# peppa pig puddle suit anyone seen them?



## Mummy DIY Diva (Feb 18, 2012)

Hi I've tried Google and not had a lot of luck pages are expired.  Has anyone any idea wherevi can get peppa pug puddle suits ir waterproof trousers fir 1 snd 3 year olds. We live with clay soil so the moment it rains the ground is a nightmare for days. However mummy needs to get out for her sanity snd so do my girls.  My eldest view on fashion basically it peppa pig or hello kitty on it = awesome lol. She has a hello kitty coat she loves and will refuse to wear a normal suit I'm sure because she'd rather wear the hello kitty. 

Any help greatly appreciated.  Xxxxxxxx


----------



## GERTIE179 (Apr 20, 2005)

Mummy not seen any but some thoughts are:

Regatta and others do great waterproof dungarees or suits and if your not fussed about reselling etc then you could superglue some peppy pig transfers onto them.
Add that with a peppy pig umbrella and little miss will love.
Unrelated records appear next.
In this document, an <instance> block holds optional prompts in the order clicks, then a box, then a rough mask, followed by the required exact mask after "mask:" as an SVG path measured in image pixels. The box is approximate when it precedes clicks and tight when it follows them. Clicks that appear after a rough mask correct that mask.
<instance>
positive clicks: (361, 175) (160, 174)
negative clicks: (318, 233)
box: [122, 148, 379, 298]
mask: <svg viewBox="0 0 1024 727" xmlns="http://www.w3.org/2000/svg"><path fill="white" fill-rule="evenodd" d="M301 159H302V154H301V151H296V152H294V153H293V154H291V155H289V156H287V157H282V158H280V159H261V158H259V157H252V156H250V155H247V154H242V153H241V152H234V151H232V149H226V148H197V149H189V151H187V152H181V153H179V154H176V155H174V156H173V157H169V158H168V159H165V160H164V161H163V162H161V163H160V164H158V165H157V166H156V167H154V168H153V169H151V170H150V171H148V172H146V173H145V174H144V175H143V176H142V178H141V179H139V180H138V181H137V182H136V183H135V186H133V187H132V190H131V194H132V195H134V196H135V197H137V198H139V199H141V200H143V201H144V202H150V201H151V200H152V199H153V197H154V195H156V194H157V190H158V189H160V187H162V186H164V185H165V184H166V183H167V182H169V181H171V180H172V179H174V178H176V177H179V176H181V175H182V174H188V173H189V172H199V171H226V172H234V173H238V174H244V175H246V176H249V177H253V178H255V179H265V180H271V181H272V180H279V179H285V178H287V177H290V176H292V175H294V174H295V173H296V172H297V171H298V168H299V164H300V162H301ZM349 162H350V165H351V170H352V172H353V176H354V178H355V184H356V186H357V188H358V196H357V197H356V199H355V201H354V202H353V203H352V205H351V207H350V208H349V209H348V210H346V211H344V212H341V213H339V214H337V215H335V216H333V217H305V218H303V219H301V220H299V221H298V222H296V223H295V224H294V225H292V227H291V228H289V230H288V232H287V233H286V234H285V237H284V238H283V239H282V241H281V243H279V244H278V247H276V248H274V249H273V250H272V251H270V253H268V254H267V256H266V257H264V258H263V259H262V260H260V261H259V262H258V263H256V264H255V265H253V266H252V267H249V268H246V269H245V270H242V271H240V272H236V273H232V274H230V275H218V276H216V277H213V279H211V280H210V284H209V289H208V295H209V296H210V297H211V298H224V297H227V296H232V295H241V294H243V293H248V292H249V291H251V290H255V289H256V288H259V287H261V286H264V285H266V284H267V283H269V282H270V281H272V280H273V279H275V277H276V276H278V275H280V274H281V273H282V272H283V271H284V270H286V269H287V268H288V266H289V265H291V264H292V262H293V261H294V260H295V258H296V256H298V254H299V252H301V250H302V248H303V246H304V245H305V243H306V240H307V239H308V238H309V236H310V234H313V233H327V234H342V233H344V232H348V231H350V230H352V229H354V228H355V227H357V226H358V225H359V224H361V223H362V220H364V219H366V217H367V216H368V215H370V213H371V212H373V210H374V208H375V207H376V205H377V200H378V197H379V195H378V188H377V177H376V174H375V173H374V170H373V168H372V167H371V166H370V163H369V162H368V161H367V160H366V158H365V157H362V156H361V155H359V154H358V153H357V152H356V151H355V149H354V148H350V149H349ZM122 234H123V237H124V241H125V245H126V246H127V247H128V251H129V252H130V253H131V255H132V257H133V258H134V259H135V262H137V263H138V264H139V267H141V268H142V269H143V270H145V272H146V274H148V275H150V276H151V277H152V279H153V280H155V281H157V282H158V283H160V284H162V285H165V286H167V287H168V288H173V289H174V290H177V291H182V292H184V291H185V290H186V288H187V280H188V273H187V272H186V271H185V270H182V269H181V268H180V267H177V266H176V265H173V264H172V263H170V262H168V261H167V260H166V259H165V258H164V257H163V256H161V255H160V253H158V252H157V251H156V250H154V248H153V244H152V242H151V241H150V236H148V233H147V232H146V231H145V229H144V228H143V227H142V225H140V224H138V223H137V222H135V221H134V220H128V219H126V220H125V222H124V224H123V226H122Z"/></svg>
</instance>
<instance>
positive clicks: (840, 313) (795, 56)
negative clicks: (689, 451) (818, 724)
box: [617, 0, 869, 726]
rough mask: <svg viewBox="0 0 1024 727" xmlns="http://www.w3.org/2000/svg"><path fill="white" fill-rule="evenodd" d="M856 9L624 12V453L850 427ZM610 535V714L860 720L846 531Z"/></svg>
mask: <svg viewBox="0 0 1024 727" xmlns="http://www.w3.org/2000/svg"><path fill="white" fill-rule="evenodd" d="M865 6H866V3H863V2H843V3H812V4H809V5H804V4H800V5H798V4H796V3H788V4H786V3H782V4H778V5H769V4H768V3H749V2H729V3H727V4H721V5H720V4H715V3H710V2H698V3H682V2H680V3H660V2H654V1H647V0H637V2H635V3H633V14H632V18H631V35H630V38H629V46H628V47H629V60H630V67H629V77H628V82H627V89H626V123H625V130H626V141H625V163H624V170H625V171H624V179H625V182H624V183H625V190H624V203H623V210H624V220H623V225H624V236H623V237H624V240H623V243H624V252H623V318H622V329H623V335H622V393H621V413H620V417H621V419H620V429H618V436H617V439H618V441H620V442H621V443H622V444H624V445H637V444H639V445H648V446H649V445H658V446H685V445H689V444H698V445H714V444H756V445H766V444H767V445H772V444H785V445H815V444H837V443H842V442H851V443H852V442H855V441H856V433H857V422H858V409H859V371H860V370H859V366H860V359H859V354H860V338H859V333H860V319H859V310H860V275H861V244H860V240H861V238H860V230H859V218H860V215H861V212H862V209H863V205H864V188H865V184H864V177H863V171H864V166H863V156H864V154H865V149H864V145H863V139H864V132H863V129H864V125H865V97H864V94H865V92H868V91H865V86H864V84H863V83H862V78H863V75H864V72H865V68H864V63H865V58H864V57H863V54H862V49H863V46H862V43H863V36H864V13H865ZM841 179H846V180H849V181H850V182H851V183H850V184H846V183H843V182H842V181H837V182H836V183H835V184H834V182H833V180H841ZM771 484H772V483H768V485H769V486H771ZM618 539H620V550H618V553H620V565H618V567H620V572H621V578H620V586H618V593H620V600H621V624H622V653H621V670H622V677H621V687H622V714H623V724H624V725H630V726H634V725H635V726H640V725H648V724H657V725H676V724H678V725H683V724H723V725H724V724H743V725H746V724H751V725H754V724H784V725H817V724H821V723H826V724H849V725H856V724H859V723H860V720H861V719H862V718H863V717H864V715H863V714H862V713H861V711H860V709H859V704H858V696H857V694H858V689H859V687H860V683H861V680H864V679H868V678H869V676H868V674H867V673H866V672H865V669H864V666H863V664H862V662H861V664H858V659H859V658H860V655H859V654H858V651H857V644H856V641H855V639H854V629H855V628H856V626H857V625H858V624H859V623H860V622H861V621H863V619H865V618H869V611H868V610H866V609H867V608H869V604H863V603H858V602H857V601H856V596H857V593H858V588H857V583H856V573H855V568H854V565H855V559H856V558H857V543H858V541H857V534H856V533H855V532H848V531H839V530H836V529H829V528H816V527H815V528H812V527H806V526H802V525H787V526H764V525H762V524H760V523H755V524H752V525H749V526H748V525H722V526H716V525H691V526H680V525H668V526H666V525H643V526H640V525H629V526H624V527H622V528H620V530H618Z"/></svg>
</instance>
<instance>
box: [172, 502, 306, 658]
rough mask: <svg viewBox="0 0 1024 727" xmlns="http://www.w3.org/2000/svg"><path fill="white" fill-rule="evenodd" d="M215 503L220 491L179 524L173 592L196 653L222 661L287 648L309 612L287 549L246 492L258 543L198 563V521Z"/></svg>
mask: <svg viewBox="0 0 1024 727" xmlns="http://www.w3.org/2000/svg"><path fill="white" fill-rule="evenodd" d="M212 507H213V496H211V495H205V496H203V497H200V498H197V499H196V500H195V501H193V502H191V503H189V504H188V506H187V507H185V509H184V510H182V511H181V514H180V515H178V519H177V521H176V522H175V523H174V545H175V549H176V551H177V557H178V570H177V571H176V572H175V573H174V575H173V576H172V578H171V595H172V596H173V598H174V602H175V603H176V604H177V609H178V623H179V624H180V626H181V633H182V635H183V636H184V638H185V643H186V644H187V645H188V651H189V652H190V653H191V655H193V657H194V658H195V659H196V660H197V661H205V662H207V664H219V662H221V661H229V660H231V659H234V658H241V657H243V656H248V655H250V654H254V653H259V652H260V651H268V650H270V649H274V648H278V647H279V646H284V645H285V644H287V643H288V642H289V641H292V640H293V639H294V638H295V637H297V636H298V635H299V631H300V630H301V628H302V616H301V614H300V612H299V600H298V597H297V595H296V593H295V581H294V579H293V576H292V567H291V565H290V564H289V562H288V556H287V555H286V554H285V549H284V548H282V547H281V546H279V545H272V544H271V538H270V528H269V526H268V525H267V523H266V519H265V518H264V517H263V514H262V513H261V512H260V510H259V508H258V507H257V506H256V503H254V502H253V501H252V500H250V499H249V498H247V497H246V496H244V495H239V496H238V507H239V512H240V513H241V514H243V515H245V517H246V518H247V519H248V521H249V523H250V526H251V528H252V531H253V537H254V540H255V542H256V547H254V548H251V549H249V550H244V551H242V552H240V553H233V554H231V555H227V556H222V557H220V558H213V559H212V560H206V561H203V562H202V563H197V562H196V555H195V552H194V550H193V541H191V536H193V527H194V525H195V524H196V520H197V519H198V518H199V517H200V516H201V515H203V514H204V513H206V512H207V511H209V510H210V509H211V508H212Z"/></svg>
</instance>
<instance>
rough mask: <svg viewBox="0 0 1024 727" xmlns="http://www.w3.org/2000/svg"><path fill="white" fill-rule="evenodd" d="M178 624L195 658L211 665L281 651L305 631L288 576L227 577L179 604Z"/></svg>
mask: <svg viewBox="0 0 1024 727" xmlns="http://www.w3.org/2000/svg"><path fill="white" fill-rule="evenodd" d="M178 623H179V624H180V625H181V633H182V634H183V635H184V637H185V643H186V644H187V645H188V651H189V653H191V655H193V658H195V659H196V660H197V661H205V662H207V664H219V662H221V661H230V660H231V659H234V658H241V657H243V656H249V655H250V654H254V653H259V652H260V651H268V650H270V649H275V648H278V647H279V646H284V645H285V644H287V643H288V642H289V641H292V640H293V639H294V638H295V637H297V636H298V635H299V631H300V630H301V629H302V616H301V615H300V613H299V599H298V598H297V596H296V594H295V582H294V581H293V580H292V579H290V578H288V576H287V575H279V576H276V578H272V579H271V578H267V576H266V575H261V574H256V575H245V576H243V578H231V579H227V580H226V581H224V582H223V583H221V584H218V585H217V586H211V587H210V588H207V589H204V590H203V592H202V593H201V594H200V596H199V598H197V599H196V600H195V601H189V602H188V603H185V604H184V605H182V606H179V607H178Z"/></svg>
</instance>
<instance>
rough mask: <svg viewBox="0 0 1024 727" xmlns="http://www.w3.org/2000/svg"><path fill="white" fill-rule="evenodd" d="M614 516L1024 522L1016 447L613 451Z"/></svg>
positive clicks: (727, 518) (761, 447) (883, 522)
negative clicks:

Google a doll/teddy that comes with rain jacket etc & that can be her matching toy as she's all waterproof. Good for her to hold too if she's a bit unsure of being out n about.

Peppy pig socks are on eBay - special peppy socks to wear with her Wellies.

Minnie Mouse - if you can get her into Mickey Mouse playhouse (I think that's what it's called) then you get Minnie everywhere. My friends lil one is massively into Minnie. Our obsession is Fireman Sam and it can be difficult to get specific items.

Good luck and yes mummy sanity time needed too.
X


----------



## Mummy DIY Diva (Feb 18, 2012)

Brilliant idea thank you I knew this forum would have an solution xx


----------